En accordant, deux ans après le Conseil des Etats, l'autorisation générale à la centrale nucléaire de Kaiseraugst, le Conseil national a pris une décision lourde de sens. Vu la forte opposition populaire, ancrée dans la région bâloise, et qui n'est pas le fait de la seule gauche politique, le cours des choses semble cependant ne pas être inéluctable. Les états-majors des partis gouvernementaux se sont montré prédisposés à résoudre de concert certaines tâches particulièrement urgentes, tels la protection de l'environnement ou le soutien aux transports publics. Cette collaboration s'est concrétisée par diverses revendications parlementaires, ainsi que par la publication d'ordonnances et l'adoption de nouveaux concepts de la part du Conseil fédéral. La polarisation politique s'est toutefois poursuivie sur d'autres objets, retardant ainsi la réalisation de certains projets législatifs. Cela a été vrai pour la nouvelle mouture de la loi sur les banques, la réforme du droit sur le petit crédit, la l0e révision de l'ANS, l'assainissement de l'assurance-maladie, ainsi que pour la réglementation sur le droit de participation des travailleurs. De même, la revalorisation de l'initiative populaire en présence d'un contre-projet par une méthode de décompte des voix plus démocratique s'est elle aussi enlisée. Mais c'est avant tout une solide réforme des finances fédérales qui n'est pas à prévoir; la création de nouvelles sources de rentrées est repoussée par les partis bourgeois, les radicaux allant même jusqu'à préconiser des allégements fiscaux.

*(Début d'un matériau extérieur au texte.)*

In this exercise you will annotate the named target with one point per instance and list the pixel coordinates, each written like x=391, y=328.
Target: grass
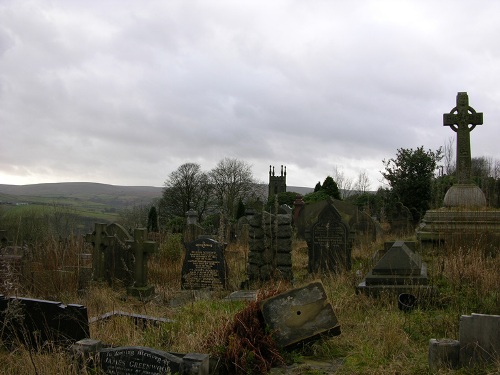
x=377, y=338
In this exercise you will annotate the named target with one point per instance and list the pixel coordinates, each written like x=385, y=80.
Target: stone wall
x=270, y=245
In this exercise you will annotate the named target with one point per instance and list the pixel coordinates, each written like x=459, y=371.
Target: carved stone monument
x=204, y=265
x=462, y=119
x=464, y=215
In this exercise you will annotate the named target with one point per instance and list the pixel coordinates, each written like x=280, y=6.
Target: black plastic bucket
x=407, y=302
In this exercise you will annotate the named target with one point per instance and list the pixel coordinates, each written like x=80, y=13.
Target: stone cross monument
x=462, y=119
x=459, y=120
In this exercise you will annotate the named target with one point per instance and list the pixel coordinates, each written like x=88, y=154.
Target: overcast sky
x=124, y=92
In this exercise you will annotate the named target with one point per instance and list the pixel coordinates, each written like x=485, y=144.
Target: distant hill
x=84, y=192
x=69, y=189
x=113, y=195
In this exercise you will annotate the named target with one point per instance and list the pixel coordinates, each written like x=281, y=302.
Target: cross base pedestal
x=464, y=195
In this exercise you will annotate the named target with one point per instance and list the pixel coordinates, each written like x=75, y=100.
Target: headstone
x=462, y=119
x=400, y=218
x=398, y=269
x=111, y=259
x=131, y=360
x=329, y=243
x=270, y=245
x=443, y=354
x=479, y=336
x=34, y=321
x=299, y=315
x=141, y=249
x=204, y=265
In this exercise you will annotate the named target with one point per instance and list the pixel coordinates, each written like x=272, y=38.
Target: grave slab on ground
x=301, y=314
x=399, y=270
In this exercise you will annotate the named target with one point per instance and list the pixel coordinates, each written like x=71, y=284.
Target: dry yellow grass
x=376, y=337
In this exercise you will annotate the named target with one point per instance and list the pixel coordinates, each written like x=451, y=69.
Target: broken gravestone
x=299, y=315
x=34, y=321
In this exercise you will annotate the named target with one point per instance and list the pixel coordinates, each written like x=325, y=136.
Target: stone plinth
x=464, y=195
x=459, y=224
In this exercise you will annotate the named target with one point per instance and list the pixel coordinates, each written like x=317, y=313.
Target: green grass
x=376, y=338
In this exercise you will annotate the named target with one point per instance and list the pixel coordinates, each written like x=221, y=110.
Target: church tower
x=277, y=184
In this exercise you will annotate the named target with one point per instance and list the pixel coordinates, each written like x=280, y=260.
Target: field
x=377, y=338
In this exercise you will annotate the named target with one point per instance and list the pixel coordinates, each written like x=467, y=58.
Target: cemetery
x=320, y=288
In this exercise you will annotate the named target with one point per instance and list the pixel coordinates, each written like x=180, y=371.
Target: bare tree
x=344, y=183
x=186, y=188
x=232, y=180
x=362, y=183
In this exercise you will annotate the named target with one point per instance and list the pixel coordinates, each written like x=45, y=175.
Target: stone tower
x=277, y=184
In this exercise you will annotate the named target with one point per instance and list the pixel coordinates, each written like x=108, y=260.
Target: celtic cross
x=459, y=120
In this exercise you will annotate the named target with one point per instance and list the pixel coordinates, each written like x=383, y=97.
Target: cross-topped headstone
x=459, y=119
x=100, y=241
x=141, y=249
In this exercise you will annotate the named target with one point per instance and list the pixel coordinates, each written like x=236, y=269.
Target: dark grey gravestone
x=479, y=337
x=34, y=321
x=204, y=265
x=131, y=360
x=330, y=244
x=299, y=315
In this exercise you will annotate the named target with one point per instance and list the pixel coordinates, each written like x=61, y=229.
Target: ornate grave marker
x=459, y=119
x=330, y=243
x=204, y=265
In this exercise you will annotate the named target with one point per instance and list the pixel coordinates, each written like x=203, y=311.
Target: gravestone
x=141, y=249
x=329, y=242
x=130, y=360
x=464, y=219
x=34, y=321
x=479, y=336
x=270, y=245
x=118, y=255
x=462, y=119
x=400, y=218
x=204, y=265
x=300, y=315
x=111, y=259
x=398, y=269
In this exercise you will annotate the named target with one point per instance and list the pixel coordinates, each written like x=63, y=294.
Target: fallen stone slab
x=299, y=315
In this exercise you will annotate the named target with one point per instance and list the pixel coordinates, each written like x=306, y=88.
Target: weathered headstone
x=329, y=243
x=462, y=119
x=110, y=258
x=204, y=265
x=400, y=218
x=479, y=337
x=141, y=249
x=270, y=244
x=299, y=315
x=34, y=321
x=399, y=269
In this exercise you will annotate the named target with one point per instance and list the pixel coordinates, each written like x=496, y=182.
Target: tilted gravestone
x=299, y=315
x=399, y=269
x=329, y=242
x=204, y=265
x=33, y=321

Etant donné le peu d'inclination aux concessions marqué par les groupes politiques, la marge de manoeuvre des autorités gouvernementales est restée étroite. Le Conseil fédéral s'est ainsi laissé guider plus par la pression des forces économiques et sociales prépondérantes que par ses propres initiatives; ceci s'est vérifié non seulement à travers les mesures prises pour la protection de l'environnement et les transports publics, mais également dans celles décrétées pour réviser le droit d'asile et favoriser un pluralisme croissant dans le secteur radio-TV. Notre politique étrangère a été empreinte d'un esprit d'initiative certain; plusieurs entreprises du DFAE se sont toutefois hetirtées à l'incompréhension de l'opinion publique. Dans certains cantons (particulièrement dans le canton de Berne), où les exécutifs avaient un peu trop tendance à abuser d'une liberté de mouvement légitimée par une habitude ancienne, des conflits sont apparus, notamment sous l'influence d'un sens plus aigu de la légalité.